The suit also alleges management paid themselves inflated salaries, and then tried a cover-up when the accounts came under increased scrutiny, according to a copy of the case filed by Morgan Lewis Stamford and seen by Bloomberg. As well as Elman, the defendants include chief executive officer Will Randall, chairman Paul Brough, and chief financial officer Paul Jackaman.
Goldilocks is seeking relief from Hong Kong-based Noble Group on behalf of shareholders, including about US$169 million (S$223 million) paid to executives between 2011 and 2017, as well as any interest and damages assessed by the court, according to the lawsuit.
The 72-page filing cites allegations made by long-time Noble Group critic Iceberg Research.

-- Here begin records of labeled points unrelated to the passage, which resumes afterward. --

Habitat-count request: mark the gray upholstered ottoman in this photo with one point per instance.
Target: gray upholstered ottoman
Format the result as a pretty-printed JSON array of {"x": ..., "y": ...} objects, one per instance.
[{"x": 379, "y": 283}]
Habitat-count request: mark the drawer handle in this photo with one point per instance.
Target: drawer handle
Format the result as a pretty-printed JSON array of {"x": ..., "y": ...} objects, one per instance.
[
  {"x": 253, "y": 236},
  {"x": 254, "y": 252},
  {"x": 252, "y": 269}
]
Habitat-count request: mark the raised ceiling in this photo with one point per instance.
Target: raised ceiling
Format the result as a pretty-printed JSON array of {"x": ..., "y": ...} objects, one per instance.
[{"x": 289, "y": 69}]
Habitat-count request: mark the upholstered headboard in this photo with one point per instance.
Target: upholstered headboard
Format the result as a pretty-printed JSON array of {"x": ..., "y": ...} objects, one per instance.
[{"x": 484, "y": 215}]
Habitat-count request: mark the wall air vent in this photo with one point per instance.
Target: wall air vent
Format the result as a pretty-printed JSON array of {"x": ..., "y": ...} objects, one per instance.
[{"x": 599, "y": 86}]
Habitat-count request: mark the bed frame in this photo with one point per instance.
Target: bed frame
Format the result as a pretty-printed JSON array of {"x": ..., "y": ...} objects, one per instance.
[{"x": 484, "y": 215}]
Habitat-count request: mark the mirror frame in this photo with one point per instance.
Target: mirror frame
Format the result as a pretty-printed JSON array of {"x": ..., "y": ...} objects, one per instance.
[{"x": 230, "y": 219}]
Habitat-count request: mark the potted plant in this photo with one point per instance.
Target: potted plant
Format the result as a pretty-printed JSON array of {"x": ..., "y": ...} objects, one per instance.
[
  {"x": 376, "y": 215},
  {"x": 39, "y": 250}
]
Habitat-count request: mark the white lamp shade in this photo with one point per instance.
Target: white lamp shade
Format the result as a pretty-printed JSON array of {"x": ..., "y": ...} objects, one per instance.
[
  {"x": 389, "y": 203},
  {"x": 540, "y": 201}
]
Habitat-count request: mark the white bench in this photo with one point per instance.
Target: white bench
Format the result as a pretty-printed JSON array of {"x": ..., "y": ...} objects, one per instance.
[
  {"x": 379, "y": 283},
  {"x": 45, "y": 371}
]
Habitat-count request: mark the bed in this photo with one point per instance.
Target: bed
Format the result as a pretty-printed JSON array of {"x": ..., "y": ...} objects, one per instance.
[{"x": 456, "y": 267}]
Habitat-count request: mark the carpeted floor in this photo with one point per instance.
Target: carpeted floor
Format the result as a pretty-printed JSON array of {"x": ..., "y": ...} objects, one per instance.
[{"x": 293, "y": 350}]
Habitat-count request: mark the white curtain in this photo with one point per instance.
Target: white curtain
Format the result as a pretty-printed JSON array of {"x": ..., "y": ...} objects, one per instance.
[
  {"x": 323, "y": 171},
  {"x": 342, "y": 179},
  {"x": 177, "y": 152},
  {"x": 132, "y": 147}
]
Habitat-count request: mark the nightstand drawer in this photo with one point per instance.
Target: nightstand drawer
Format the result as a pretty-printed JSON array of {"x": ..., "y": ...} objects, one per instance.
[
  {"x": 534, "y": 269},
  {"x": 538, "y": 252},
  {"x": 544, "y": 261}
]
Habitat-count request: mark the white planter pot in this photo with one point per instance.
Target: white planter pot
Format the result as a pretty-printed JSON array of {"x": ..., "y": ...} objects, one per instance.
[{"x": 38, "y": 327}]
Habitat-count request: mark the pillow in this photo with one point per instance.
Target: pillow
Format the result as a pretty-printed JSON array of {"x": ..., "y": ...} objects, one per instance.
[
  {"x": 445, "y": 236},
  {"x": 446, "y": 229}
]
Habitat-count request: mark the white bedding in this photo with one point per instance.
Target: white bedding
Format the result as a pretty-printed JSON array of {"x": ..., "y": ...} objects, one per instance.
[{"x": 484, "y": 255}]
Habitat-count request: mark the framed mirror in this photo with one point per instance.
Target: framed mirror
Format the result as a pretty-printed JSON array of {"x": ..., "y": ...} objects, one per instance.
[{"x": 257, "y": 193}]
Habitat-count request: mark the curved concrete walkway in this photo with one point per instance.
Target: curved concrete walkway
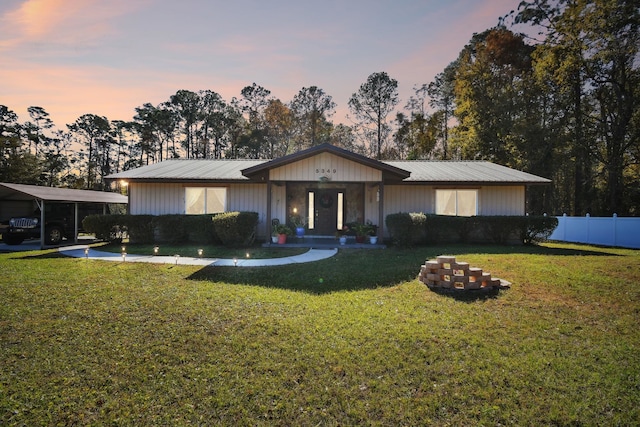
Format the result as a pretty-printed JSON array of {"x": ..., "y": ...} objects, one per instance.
[{"x": 310, "y": 256}]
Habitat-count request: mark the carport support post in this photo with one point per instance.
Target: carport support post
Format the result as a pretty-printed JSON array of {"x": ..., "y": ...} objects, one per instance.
[
  {"x": 381, "y": 213},
  {"x": 75, "y": 222},
  {"x": 41, "y": 223}
]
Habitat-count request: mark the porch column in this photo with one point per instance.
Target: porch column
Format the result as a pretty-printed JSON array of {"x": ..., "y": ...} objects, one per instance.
[
  {"x": 381, "y": 213},
  {"x": 268, "y": 228}
]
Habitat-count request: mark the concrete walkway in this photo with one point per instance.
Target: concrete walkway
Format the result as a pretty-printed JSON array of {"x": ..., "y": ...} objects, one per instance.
[{"x": 310, "y": 256}]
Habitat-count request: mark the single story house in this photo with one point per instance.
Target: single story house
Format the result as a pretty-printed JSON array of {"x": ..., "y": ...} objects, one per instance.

Goldilocks also wants a declaration from the court that the defendants breached their fiduciary duties.
External media representatives for Noble in Singapore and London couldn't immediately comment on the lawsuit.

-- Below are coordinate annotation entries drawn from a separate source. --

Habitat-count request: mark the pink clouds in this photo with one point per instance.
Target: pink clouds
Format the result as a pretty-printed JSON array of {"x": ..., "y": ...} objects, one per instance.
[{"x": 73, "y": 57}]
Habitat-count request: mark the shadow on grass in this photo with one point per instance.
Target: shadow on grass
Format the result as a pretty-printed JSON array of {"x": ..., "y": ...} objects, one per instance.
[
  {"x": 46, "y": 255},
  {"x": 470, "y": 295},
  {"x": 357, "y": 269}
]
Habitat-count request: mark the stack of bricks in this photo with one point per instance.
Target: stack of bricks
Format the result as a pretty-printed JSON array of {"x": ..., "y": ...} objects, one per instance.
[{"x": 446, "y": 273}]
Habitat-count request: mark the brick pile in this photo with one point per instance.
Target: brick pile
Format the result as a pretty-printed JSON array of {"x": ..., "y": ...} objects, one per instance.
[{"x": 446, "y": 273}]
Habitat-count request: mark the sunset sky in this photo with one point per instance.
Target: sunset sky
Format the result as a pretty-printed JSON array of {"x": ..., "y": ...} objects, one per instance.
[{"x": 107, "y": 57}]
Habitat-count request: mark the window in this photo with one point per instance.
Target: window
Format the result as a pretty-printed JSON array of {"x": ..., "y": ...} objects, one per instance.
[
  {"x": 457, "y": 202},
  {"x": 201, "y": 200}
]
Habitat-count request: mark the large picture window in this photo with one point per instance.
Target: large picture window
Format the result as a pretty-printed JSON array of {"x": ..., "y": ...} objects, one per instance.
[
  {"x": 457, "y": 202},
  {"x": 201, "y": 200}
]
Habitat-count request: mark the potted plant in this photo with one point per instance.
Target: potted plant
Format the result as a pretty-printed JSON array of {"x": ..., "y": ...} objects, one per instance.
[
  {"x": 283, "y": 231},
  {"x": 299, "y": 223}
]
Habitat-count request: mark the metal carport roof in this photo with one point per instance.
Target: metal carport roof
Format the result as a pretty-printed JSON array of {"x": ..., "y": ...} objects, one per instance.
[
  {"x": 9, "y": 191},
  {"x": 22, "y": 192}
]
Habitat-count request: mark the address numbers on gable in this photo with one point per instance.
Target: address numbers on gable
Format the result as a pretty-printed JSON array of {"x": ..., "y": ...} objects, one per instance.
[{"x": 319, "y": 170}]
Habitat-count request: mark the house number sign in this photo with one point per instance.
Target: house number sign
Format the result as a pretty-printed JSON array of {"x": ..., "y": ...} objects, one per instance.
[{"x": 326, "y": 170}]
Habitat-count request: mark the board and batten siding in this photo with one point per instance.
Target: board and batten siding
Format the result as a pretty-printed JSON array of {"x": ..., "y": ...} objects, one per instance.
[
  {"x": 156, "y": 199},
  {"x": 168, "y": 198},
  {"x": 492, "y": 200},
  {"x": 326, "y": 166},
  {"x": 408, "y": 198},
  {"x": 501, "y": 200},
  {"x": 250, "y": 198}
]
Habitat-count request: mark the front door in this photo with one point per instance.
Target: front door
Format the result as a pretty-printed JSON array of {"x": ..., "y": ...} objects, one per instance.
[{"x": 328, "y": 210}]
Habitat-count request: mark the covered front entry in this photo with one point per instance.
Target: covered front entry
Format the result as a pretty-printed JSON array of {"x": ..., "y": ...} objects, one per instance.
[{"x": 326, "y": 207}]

Noble Group, once Asia's largest commodity trader, is teetering on the brink of collapse following a crisis that started three years ago when Iceberg began publishing critiques of the company's accounting.

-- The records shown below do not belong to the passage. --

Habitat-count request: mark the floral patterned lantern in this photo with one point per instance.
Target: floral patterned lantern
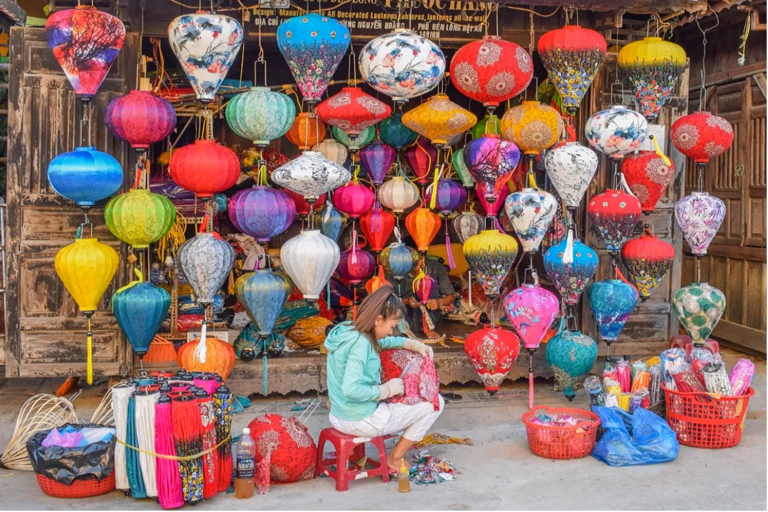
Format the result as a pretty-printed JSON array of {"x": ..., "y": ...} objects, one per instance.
[{"x": 313, "y": 46}]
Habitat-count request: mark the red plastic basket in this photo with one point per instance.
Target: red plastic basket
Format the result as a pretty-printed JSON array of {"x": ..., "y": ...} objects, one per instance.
[
  {"x": 83, "y": 487},
  {"x": 553, "y": 442},
  {"x": 703, "y": 421}
]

Executives led by Brough are now trying to push through a restructuring plan that will hand control to a group of senior creditors. The company, which has posted billions in losses, has said it doesn't intend to pay a 2018 bond that falls due on Tuesday (March 20).
Goldilocks began building up its equity holding in Noble Group last year, plowing in funds even after the trader had faced criticism.
In January, Goldilocks urged the Singapore regulator to probe the trader's actions, saying that there were grounds for an investigation into Noble, its directors and management. It has also been vocal in opposing the restructuring proposal.
The lawsuit from Goldilocks may be another significant hurdle for the restructuring process, which faces approvals from bondholders as well as shareholders. The company has outlined a tentative timetable that stretches through to late July for the planned overhaul.
In the lawsuit, Goldilocks said some of the defendants "relied on the inflated profits and balance sheet to raise capital through bond and right issues on the SGX (Singapore Exchange) and borrowing from financial institutions", according to the filing.
"We confirm that our client has commenced proceedings in the Singapore High Court," said Daniel Chia, a Morgan Lewis Stamford lawyer acting for Goldilocks.